Right now I look into my kids' rooms and it's pretty much chaos. I know I have to help them weed through the things they don't use anymore as well as find things we can donate, including clothes and toys before the onslaught of gifts that will come their way from relatives and friends. Teaching them they're fortunate is a top priority for me, as well as teaching them the value of generosity. It's slightly overwhelming for me to process the lesson and the organizatoin. Professional organizer, Barbara Reich, offers some valuable tips to get the kids' rooms in order and also offers ways to educate your children on the importance of giving to others and the ability to "let go." Reich gives these guidelines to whip us all into shape:
- Organizing and the spirit of giving go hand in hand. As you and your child talk about the holiday gifts they want, take the time to talk about children who are less fortunate. Ask your child to think about what toys he/she has outgrown and may want to donate. Begin a tradition of purging before the holidays. Not only does it teach your child about giving to others, but it results in extra shelf space before the big influx of toys.
- Eliminate the big toys.

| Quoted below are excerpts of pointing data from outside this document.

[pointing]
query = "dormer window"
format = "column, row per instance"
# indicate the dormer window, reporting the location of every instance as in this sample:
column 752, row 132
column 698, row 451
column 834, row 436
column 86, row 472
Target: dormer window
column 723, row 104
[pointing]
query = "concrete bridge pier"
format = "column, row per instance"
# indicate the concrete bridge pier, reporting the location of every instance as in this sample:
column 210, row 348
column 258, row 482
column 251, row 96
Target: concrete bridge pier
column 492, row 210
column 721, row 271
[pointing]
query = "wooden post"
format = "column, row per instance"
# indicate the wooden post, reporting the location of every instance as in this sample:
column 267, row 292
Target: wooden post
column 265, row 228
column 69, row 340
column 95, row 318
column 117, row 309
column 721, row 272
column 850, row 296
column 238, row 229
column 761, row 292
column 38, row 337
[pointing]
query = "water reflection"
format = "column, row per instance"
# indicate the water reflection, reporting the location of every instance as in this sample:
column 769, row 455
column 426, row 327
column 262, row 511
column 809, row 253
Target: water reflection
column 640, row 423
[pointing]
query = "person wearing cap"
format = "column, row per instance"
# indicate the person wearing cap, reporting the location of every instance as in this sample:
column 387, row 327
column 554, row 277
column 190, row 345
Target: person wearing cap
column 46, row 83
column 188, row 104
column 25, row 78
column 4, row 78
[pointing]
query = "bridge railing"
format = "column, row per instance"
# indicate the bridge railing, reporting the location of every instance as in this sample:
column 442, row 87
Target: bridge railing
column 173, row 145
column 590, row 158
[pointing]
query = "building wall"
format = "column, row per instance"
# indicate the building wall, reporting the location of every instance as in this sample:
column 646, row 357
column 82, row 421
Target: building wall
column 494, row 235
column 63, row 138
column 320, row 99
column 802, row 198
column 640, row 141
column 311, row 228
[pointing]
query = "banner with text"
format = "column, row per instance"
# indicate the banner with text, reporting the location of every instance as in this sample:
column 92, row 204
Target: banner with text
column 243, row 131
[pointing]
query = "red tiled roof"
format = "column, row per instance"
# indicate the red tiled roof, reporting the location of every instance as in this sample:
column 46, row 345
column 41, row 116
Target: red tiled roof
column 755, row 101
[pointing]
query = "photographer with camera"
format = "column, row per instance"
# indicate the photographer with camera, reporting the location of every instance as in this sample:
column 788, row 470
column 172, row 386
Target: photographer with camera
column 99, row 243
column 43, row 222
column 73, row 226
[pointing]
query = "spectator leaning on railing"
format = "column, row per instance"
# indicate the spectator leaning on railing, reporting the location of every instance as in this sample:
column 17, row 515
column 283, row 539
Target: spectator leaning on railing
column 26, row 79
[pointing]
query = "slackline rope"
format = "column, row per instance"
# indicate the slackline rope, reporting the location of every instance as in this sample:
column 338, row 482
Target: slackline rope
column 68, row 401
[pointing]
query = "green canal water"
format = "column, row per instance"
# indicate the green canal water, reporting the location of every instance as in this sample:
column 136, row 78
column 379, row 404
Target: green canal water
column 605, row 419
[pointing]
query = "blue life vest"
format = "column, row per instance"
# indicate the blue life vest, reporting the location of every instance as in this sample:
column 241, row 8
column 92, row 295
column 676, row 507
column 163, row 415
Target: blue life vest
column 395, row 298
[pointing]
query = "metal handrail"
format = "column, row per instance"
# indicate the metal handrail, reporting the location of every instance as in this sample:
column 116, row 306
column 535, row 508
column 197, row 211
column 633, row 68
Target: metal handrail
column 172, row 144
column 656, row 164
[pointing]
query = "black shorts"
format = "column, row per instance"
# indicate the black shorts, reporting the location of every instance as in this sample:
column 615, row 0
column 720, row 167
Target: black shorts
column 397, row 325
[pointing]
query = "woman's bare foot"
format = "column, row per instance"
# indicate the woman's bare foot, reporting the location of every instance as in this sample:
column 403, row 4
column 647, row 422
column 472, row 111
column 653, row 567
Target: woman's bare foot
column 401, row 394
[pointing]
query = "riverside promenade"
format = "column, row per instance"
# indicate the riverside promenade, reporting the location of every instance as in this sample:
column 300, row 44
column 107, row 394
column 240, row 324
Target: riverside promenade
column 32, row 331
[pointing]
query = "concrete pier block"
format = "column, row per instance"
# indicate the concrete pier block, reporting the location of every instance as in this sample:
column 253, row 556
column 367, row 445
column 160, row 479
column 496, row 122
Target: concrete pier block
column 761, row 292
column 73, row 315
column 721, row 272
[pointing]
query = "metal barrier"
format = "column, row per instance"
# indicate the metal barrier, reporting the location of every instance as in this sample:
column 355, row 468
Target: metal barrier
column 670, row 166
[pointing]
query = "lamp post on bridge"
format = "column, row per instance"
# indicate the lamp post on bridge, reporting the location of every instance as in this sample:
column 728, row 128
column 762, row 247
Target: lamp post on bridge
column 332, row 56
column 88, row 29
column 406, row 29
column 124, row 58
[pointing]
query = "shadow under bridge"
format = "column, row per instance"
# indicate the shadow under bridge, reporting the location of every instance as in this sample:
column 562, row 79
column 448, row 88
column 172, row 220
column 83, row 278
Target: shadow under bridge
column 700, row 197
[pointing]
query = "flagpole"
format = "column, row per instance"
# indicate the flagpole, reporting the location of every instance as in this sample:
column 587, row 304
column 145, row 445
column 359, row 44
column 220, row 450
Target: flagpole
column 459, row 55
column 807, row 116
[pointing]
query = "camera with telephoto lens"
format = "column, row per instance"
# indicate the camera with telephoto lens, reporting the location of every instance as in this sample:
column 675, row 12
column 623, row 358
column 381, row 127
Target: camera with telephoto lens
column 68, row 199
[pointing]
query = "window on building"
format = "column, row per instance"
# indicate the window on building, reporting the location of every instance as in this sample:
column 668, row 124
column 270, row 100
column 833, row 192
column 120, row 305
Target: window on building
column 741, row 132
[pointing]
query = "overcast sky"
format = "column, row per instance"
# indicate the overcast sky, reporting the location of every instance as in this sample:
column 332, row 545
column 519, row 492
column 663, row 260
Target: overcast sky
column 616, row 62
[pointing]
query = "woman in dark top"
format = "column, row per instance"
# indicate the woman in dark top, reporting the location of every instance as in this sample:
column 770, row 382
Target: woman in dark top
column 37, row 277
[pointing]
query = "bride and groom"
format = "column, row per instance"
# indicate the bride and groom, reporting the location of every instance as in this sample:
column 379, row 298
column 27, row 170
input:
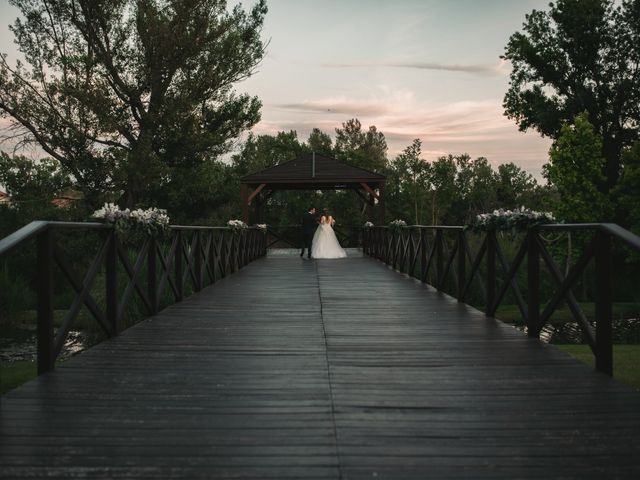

There are some toys that are purchased, rarely used, and then “put away” on the floor because they don’t fit anywhere else (the pirate ship, princess castle, and barn, to name a few.) If your child hasn’t played with an “always on display” toy for 2-3 months, clear the decks. My motto: “You can have a museum of toys in your home, or you can live in your home.”
- Eliminate the “junky” toys. These are the party favors, cereal box toys, and the random key chains you buy as souvenirs when you travel. These tiny trinkets somehow end up everywhere and distract your child from playing with high quality toys.
- Eliminate the duplicates. You don’t need 5 versions of Monopoly or 3 memory games. Select the version your child likes most and donate the rest.
- Group like things together: Walk through the room and begin to group like items together. All of the small animals, all of the matchbox cars, all of the Barbie dolls, and all of the puzzles should be grouped together. Use clear plastic boxes or labeled bins to store the small items that are grouped. This enables your child to find the toys more easily and is more visually appealing than having them scattered all over the room.
- Eliminate the original packaging. Large toy sets such as trains and Legos may not fit easily in the original packaging. Or, some toys will take up less room when separated from the original packaging. When this is the case, buy appropriately sized boxes and bins that can be labeled and used to house the toy.
- Manage the grandparents. Many grandparents believe the bigger the better when it comes to presents. To avoid the 100 pound stuffed animal, be proactive about what you want the grandparents to buy. If they want to buy something “big,” steer them toward electronics, theater tickets or tickets to sporting events.
- Edit the Library: When children are young, their interests and reading levels change frequently. So, as soon as your daughter is over her princess phase or graduates to a new reading level, take those books out of circulation and donate them.
In my opionion it's important to not be afraid to say "no" to your kids. Ultimately they will still love you and might learn an important lesson about this season in the process.